电力政策:NEMA更新变压器效率;getting paid for spares

ByControl Engineering Staff October 5, 2006

The国家电气制造商协会(NEMA) in separate actions asked theU.S. Department of Energy(DOE) to consider using newer data in the economic analysis of efficiency levels in certain electrical transformers, and praised federal regulators who recently allowed electric utilities to recoup the cost of keeping spare transformers in inventory. That last move could boost utility spending on electrical equipment by more than $50 million, NEMA says.

On the efficiency issue, Kyle Pitsor, NEMA vice president of government relations, said, “The rise over the past several years in materials prices, for instance, for copper and steel, is not reflected in the prices used by DOE to calculate energy efficiency levels in these transformers.
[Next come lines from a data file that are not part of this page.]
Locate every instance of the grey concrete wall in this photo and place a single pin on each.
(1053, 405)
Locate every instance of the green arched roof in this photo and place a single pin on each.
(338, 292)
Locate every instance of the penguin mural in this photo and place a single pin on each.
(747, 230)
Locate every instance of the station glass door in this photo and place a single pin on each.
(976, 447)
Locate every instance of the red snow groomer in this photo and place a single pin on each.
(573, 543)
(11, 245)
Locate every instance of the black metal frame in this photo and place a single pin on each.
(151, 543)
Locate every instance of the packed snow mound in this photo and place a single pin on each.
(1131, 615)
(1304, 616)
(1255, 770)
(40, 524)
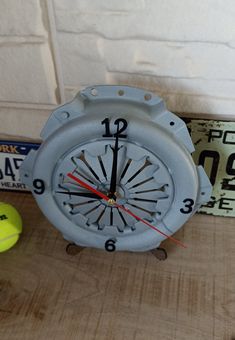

The standards should be based on the best available data.” In September, the U.S. Department of Energy began the process for revising standards related to distribution transformers typically used by electric utilities and manufacturing facilities.

NEMA published the TP 1-1996 standard covering transformer efficiency a decade ago. An updated version of this (TP 1-2002) is the basis for the Low Voltage Dry-Type Transformer standards specified in the Energy Policy Act of 2005; these standards go into effect January 1, 2007. Based on actual applications in New England, this LVDT standard would produce about a 50 percent savings in electricity. TP 1 continues to be the benchmark for newly proposed standards, NEMA says.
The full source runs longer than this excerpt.